GSUK: At least one high-profile game didn't make the console's launch and slipped behind. Were you ever in danger of that?

GW: I'd be lying if I said things didn't look hairy at certain points. But we always believed we had the staff and the plan to launch on day one--and we achieved that without sacrificing quality. When things looked like they might be late, we were fortunate to be able to add extra resources where needed.

GSUK: What are your thoughts on how PGR3 has performed on Xbox Live?

GW: We are very pleased--it's good to see the game is still very popular on Live nearly 10 months since launch. We were particularly pleased with the popularity of the tournaments. The first one had tens of thousands of contestants! We've also added a load of new game modes through [downloadable content packs] to keep people interested.

GSUK: You've continued to support PGR3 with additional downloads; what else will you do in this area?

GW: We've already released three download packs for PGR3, which had a lot of new, free functionality--tournaments, free cars, new game modes. We may be doing some other small stuff: Watch this space.

GSUK: If you had an ultimate wish list of things you could do with PGR3, what would be the top three?

GW: (3) Unlimited players on track!, (2) A GothamTV show that we can put on terrestrial, cable, and satellite TV, (1) Race an Enzo against a Halo Warthog!

GSUK: The online racing model works well, although it's difficult to stop cheaters from barging people in corners. Is there anything anybody can do about that?

GW: It's a tricky one, as we see some collision as part of the Gotham experience; we would never be a 'serious' racer that would penalise or disqualify a player for hitting another. In fact, we did do some tweaking to the online racing in one of the download packs--we reduced the effect of collisions slightly in competitive games, to make it harder to spin players out.

GSUK: The visuals in PGR3 seem to have become the accepted standard for next-gen games now. How does it feel to be the benchmark?

GW: It's great! I think we were very fortunate to have a team of engine coders who really knew where the next-generation bar was.

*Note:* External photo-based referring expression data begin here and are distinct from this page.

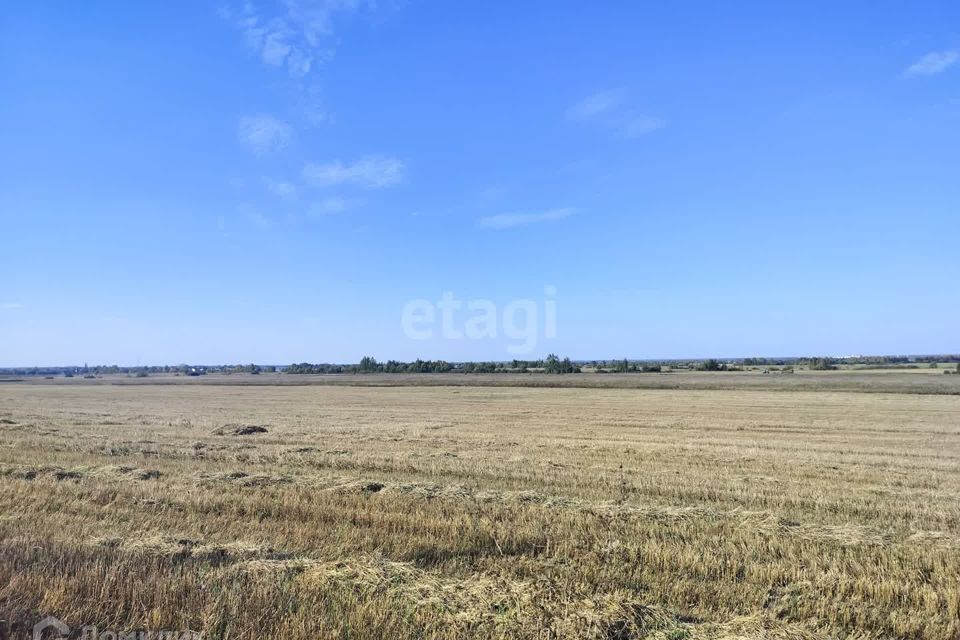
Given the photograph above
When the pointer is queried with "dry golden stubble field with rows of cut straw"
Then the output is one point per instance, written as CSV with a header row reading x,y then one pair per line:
x,y
477,512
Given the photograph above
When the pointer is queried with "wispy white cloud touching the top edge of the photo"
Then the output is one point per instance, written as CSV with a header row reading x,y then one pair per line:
x,y
297,36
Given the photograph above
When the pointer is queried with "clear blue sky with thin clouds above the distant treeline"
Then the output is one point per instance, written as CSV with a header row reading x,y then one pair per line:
x,y
275,182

Working so closely with Microsoft meant we really got to know the console and the guys that made the hardware, so we got most things right first time round.

GSUK: Do you have any plans to develop for the PlayStation 3 or Wii?

GW: Bizarre is an independent developer, so we'll always produce games for all sorts of hardware. We're currently working on a game called The Club for Sega that will be a multiformat release.

GSUK: What's the next title in the pipeline--give us some juicy, exclusive details...

GW: Besides The Club, we are working on a couple of exciting next-gen projects I'd love to talk about, but you'll have to wait for our official announcements!